As the rostral neuropore closes, the optic vesicles develop as two outgrowths on either side of the forebrain. These eventually become the retinas and optic nerves. More dorsally and rostrally, a second pair of diverticula called the telencephalic vesicles arise. These and the cavities within them become the cerebral hemispheres and lateral ventricles. The third ventricle forms from the cavities within the telencephalon and diencephalon, and is connected to each of the lateral ventricles via the ventricular foramina of Monro.
The pineal gland develops in the midline from the caudal part of the roof of the diencephalon. The pituitary gland, which is located more rostrally, develops from two different sources. The anterior part of the pituitary comes from an upgrowth of oral ectoderm called the hypophysial diverticulum, or Rathke’s pouch. Rathke’s pouch eventually forms the adenohypophysis, the glandular component of the pituitary. The posterior part comes from a downgrowth of neuroectoderm from the diencephalon. It forms the neurohypophysial diverticulum, which becomes the neurohypophysis, the nervous component of the pituitary.
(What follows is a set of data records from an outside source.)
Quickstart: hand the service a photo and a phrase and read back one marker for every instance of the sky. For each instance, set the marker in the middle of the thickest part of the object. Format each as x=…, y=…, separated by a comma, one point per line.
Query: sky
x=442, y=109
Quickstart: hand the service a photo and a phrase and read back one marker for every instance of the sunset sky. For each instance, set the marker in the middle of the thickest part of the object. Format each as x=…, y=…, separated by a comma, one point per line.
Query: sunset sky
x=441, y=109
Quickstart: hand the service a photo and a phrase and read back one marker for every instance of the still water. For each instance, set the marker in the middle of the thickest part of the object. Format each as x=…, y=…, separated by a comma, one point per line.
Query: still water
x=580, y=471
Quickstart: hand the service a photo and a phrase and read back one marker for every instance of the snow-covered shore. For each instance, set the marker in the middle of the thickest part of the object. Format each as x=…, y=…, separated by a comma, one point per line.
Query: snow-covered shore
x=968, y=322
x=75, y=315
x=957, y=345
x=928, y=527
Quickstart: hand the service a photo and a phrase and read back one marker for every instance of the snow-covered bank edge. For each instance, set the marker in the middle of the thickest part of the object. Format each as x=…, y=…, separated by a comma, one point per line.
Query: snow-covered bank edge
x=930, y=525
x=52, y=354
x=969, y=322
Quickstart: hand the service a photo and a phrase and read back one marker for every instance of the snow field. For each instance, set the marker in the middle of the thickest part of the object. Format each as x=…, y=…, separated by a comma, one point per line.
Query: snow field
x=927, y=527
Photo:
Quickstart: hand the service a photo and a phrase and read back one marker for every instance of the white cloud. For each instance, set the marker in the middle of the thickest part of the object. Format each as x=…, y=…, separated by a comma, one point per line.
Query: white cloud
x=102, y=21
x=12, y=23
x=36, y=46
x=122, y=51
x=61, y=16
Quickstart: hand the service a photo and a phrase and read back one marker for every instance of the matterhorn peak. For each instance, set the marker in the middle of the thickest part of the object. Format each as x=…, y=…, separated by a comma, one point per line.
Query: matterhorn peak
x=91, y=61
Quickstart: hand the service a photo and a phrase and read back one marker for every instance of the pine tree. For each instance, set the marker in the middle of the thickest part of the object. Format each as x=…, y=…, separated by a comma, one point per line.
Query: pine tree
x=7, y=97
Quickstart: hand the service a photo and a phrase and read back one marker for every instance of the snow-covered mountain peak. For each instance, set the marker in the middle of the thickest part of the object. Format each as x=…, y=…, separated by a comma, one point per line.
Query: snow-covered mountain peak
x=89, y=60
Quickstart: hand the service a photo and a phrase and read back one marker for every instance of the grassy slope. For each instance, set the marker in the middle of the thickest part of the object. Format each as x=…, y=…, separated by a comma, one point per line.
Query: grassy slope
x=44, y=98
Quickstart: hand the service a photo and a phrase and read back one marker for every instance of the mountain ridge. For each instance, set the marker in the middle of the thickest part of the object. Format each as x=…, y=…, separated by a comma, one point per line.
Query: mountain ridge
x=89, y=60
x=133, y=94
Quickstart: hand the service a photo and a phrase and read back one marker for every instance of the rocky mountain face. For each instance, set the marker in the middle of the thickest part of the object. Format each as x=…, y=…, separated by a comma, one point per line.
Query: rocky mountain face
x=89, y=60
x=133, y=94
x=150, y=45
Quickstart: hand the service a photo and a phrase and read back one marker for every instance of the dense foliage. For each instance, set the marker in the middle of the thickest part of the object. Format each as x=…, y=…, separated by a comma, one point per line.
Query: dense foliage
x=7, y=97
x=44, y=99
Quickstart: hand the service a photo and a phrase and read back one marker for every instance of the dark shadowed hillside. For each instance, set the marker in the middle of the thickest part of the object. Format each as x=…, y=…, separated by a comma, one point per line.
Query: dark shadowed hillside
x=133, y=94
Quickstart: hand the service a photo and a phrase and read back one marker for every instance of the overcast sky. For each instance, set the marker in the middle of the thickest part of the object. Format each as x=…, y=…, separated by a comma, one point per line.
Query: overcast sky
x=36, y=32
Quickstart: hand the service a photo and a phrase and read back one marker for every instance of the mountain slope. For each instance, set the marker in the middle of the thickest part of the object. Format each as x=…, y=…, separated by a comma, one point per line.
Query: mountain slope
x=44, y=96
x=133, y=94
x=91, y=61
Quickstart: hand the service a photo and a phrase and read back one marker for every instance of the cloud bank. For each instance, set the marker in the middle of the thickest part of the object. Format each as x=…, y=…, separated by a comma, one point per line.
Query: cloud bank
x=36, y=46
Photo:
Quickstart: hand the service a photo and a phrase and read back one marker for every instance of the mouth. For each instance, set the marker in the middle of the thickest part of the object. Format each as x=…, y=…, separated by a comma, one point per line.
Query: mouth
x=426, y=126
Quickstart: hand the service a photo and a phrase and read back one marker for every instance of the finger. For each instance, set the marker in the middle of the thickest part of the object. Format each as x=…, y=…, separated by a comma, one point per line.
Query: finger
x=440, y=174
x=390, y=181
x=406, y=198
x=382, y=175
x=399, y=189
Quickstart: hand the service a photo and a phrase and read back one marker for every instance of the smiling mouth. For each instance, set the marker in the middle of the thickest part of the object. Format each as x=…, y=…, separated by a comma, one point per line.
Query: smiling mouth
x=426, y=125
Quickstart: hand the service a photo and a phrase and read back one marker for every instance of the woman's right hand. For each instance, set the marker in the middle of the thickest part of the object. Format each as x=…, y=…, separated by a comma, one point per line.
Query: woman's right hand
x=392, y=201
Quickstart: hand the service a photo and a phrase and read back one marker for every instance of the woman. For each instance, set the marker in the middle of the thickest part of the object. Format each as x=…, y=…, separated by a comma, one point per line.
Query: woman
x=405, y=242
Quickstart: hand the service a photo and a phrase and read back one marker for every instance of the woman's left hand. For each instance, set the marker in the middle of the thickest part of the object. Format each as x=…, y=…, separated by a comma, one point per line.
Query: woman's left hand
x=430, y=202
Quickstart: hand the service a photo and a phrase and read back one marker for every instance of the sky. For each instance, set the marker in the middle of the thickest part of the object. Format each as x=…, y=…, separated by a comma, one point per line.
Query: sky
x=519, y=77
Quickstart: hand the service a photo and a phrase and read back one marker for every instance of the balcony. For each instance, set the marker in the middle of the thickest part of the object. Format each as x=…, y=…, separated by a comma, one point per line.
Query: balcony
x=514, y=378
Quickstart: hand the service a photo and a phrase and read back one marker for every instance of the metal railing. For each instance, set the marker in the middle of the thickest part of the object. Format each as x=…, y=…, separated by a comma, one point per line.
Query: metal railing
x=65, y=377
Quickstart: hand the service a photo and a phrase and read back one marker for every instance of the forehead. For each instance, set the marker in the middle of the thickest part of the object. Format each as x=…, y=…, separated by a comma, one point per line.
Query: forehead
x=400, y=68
Growth of the hypophysial diverticulum begins during the third week of gestation. By the fifth week, the elongated diverticulum is constricted at its attachment to the oral epithelium, and is in contact superiorly with the infundibulum. The infundibulum is a derivative, along with the median eminence and pars nervosa, of the neurohypophysial diverticulum. The stalk attaching the hypophysial diverticulum to the oral cavity soon disappears, and the components of the adenohypophysis are formed: the pars anterior, pars intermedia, and pars tuberalis..
In the sixth week of development, the corpus striatum begins to form in the floor of each cerebral hemisphere, which can be identified by the seventh week. As the hemispheres expand, they cover the diencephalon, midbrain, and hindbrain, and eventually meet in the midline and flatten along their medial surface. The cortical walls of each hemisphere grows much faster than their floors, and as a result the hemispheres and the lateral ventricles within them become C-shaped. As the hemispheres grow, the caudal ends containing parts of the lateral ventricles turn ventrally and then rostrally, forming the temporal lobes and temporal ventricular horns. The cortices also grow over the external surface of the corpus striatum, burying what becomes the insular lobe at the base of the lateral sulcus, the Sylvian fissure.
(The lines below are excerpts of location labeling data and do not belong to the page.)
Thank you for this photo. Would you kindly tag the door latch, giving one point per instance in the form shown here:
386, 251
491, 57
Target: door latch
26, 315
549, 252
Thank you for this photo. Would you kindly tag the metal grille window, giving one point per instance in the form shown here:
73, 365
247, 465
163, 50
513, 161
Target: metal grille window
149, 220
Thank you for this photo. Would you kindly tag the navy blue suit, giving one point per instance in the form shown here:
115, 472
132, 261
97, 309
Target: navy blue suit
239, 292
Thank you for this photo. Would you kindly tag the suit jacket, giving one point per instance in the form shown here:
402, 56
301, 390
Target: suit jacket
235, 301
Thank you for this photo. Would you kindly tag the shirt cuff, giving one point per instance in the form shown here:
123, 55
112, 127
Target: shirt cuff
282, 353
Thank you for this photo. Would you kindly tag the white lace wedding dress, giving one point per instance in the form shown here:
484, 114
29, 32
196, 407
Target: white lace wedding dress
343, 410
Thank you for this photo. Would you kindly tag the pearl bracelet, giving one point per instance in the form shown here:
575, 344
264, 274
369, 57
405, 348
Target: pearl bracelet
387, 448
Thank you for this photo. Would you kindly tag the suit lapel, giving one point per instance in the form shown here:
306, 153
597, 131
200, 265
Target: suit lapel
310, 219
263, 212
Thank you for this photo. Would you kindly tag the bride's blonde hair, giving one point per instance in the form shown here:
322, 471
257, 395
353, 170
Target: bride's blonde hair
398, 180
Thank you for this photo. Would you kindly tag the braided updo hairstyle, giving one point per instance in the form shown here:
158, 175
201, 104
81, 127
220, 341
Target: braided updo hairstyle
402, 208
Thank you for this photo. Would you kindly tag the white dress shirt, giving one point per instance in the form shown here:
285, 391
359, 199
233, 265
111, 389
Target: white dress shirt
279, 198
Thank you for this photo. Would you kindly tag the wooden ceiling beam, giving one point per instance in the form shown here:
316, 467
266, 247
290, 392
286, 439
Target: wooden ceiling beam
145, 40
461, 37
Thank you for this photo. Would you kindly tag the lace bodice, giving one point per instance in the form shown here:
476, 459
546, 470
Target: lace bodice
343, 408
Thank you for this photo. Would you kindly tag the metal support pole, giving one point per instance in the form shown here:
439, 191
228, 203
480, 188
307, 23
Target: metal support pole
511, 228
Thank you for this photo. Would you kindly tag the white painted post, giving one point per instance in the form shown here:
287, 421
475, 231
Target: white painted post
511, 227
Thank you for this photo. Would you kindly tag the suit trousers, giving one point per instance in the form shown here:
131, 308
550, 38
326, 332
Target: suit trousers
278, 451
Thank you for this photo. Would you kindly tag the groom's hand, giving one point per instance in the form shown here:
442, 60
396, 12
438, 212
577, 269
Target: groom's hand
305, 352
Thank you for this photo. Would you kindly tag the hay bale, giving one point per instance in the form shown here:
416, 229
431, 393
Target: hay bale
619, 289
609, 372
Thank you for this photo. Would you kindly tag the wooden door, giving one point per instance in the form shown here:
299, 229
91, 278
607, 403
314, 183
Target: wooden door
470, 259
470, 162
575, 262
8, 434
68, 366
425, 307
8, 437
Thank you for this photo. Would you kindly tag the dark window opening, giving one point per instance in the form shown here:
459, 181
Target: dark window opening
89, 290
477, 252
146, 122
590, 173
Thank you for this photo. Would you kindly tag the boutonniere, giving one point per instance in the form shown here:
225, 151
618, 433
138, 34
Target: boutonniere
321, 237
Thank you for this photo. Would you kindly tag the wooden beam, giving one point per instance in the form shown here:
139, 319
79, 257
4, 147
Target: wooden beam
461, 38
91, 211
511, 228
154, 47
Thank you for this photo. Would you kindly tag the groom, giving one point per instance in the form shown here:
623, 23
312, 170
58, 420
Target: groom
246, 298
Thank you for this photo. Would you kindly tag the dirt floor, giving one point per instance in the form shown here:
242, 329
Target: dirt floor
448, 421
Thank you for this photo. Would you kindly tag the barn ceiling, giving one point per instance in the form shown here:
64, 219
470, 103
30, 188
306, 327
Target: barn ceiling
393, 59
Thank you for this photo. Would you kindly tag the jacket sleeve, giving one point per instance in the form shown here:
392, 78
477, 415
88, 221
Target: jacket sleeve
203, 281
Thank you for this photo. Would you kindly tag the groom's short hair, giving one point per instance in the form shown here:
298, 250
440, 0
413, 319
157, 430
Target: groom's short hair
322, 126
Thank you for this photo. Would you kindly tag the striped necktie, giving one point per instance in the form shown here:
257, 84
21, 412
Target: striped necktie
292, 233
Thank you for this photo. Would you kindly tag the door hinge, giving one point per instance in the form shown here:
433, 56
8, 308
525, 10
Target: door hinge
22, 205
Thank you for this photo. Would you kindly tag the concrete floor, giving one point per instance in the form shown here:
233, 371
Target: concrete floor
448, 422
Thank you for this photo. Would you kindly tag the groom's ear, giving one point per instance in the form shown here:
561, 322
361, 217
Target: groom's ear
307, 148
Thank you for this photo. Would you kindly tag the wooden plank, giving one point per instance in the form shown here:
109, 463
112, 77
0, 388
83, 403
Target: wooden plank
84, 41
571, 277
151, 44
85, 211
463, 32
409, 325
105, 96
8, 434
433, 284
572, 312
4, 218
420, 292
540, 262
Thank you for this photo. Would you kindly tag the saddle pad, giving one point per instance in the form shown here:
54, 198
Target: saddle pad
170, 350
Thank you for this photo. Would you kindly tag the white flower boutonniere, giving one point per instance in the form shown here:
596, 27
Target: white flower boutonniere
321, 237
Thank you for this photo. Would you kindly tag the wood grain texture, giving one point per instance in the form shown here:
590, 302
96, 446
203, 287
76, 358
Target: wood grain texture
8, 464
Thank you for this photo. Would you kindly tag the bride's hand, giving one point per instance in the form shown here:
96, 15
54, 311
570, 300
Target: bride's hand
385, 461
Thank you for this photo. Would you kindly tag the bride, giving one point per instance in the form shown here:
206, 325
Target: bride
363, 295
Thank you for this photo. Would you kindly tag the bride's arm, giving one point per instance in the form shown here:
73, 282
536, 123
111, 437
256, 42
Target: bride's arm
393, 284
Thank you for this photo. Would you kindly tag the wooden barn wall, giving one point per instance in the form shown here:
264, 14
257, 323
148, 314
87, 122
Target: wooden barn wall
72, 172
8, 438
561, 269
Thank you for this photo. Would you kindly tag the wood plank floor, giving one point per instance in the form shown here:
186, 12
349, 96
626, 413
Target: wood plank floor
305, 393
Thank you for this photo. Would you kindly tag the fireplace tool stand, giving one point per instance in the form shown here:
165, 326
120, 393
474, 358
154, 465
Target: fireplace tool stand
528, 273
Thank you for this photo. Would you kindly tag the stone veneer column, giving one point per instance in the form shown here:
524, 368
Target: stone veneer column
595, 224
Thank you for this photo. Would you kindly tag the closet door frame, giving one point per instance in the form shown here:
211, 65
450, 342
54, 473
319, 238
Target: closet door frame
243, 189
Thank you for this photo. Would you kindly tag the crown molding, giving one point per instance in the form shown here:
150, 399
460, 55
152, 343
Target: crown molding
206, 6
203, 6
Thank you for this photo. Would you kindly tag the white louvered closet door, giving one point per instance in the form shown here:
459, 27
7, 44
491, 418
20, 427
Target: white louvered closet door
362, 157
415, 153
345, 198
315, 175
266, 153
Nerve fibers traveling to and from the cerebral cortex pass through the internal capsule, a pathway that divides the corpus striatum into the caudate and lentiform nuclei. The internal capsule is one of the first structures of a pathway that connects the cerebral cortex to the spinal cord. It is not, however, the only axonal pathway in the brain: white matter pathways are also necessary to connect different areas of the cerebral cortex with one another. This is accomplished with groups of fibers called commissures, which allow different parts of the brain to “communicate.” One of these is the optic chiasm, which develops from the ventral part of the lamina terminalis and contains fibers from the medial retinas that cross over to join the optic tracts on the opposite sides from whence they originate.
Another is the anterior commissure, which connects the olfactory bulb to related cortical regions, and connects those brain regions to each other. As its name suggests, the hippocampal commissure connects the hippocampal formations. By birth, the largest cerebral commissure, the corpus callosum, covers the roof of the diencephalon and provides a bridge of communication between the left and right cortices.
As the cerebral hemispheres continue to grow, they invaginate and fold, forming grooves called sulci and convolutions called gyri. This allows the cortical surface area to increase without the need to further expand the skull.